Aqui no Brasil a exigência de trânsito em julgado sempre impediu, na prática, que os candidatos já condenados (em segunda instância, inclusive) fossem considerados inelegíveis. Antes da nova lei, só depois da última decisão (geralmente do próprio STF) é que se impunha a inelegibilidade. Agora basta a decisão de órgão colegiado. Nesse ponto está o avanço fundamental da nova lei para diminuir o inegável déficit moral da disputa eleitoral. Como já reconheceu o professor René Dotti, juridicamente a lei é sim constitucional; não fere a presunção de inocência.
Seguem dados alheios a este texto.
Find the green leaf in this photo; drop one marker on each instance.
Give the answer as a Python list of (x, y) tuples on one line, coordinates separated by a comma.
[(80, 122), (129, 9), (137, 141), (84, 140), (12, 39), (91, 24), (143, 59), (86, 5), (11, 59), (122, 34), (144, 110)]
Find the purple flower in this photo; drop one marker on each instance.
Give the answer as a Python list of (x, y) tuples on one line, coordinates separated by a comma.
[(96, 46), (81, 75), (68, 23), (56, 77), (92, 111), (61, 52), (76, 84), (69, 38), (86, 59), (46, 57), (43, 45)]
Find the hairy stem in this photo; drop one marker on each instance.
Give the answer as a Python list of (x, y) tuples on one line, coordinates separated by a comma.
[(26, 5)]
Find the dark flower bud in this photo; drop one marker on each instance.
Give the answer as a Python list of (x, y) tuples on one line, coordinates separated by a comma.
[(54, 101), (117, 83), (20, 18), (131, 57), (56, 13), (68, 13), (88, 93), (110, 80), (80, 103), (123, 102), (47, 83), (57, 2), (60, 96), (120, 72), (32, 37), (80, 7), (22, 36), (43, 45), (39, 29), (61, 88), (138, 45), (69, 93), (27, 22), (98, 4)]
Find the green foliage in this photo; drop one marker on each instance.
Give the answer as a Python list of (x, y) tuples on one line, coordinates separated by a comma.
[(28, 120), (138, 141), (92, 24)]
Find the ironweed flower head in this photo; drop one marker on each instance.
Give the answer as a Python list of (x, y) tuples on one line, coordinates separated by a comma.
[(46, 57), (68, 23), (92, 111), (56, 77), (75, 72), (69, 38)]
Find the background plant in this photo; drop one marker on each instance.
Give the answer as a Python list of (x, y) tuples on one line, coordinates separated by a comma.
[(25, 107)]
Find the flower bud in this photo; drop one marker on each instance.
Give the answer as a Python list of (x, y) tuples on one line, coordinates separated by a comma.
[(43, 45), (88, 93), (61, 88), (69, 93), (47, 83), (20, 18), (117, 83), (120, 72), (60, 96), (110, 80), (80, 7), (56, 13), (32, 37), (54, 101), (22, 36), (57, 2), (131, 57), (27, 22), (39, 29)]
Na maioria dos países não há vinculação entre presunção de inocência e trânsito em julgado, como prevê a Constituição Federal de 1988. Mas o importante é que a presunção de inocência, tal qual prevista aqui (própria do direito criminal), não irradia seus efeitos ao Direito Eleitoral, informado por outros princípios que, na necessária ponderação, devem prevalecer. A própria Constituição Federal determina que a legislação complementar leve em consideração a vida pregressa do candidato (art. 14, § 9.º). E vida pregressa não é conceito que se conforme apenas com as condenações criminais com trânsito em julgado. No Direito Eleitoral vale, sobretudo, o princípio da precaução, de aplicação indispensável à criação de regras de inelegibilidade.
A escolha do Congresso foi acertada. O Supremo deverá confirmar a constitucionalidade. A última decisão do STF permitirá uma aplicação amadurecida da Lei da Ficha Limpa. Não há, enfim, sentido nas lamentações.
Luiz Fernando C. Pereira, doutor em Direito pela UFPR, coordena a pós-graduação de Direito Eleitoral do Unicuritiba.